Implementing non standard matching distances

Ben edited this page Aug 2, 2017 · 2 revisions

Arithmetic transformations or combinations of built-in distances

Suppose you wanted squared Mahalanobis distance. Something like this would give you matching on the ordinary Mahalanobis distance ---

pairmatch(Z~X1+X2+X3, data = my_data_frame)

--- but there's no built-in method of computing squared Mahalanobis.

The answer is

  1. separate distance formation from matching (if you haven't done this already), and
  2. square the distance once you've formed it.

E.g.,

d1 <- match_on(Z~X1+X2+X3, data = my_data_frame, method = "mahalanobis")
pairmatch(d1^2, data=my_data_frame)

Arithmetic operations on pairs of distances are also a thing. You might give added weight to X1 via

d0 <- match_on(Z~X1, data = my_data_frame)
pairmatch(d1 + .1*d0, data = my_data_frame)

Distances that can't be assembled from built-in distances by arithmetic operations

Or, how to write your own compute_ method.

The formula method of the match_on generic function provides users a way to specify their matching problems using a standard R formula and an optional distance calculation method. For example:

match_on(Z ~ X1 + X2 + X3, data = my.data.frame, method = "mahalanobis")

Which provides a treatment by control matrix of distances computed using the Mahalanobis distance (Euclidean distance scaled by the covariances of the dimensions) between treated and control units on the variables X1, X2 and X3. Implicitly this makes use of the build-in function optmatch:::compute_mahalanobis, which we call a "compute_" method.
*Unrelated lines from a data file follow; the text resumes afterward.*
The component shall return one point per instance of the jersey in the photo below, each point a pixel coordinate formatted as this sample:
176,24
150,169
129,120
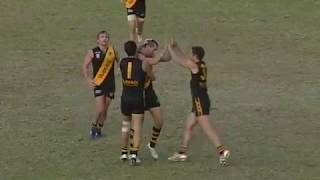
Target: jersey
98,58
133,77
198,85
Users can specify other compute_ methods, such as the "euclidean" and "rank_mahalanobis" built-in options. To provide your own computing_ method, you should implement a function with the following signature:

f(index, data, z) -> vector of distances

Where z will be the treatment indicator specified in the user's formula, and data will be the model frame that is created from the formula, either passed directly from the environment or the user. The index argument is a two column matrix, where the first column gives the row id or name of the treated units in the data argument and the second column is the control unit id or row name. There is one row in index for each valid comparison (e.g. prohibiting comparisons of exactMatch problems or calipers). For each of these pairs, the function should return the distance between the treated unit and control unit.

To illustrate, here is a compute function that generates the maximum absolute difference on any variable specified in the formula:

compute_maximum <- function(index, data, z) {
    apply(index, 1, function(tcpair) {
      max(abs(data[tcpair[1], ] - data[tcpair[2], ])) 
    })
}

In this example, the function does not require the use of the z argument, but it can be helpful when the function needs to compute treated and control standard deviations, for example.

To include your own distance function when computing distances, call match_on, passing your function f as the `method argument:

mydist <- match_on(z ~ X1 + X2, data = mydata, method = compute_maximum)

Because the ... arguments to pairmatch() and fullmatch() are passed down to match_on, this means you can also do e.g.

mypairs <- pairmatch(z ~ X1 + X2, data = mydata, method = compute_maximum)

(skipping the intermediate step of explicitly creating and storing mydist).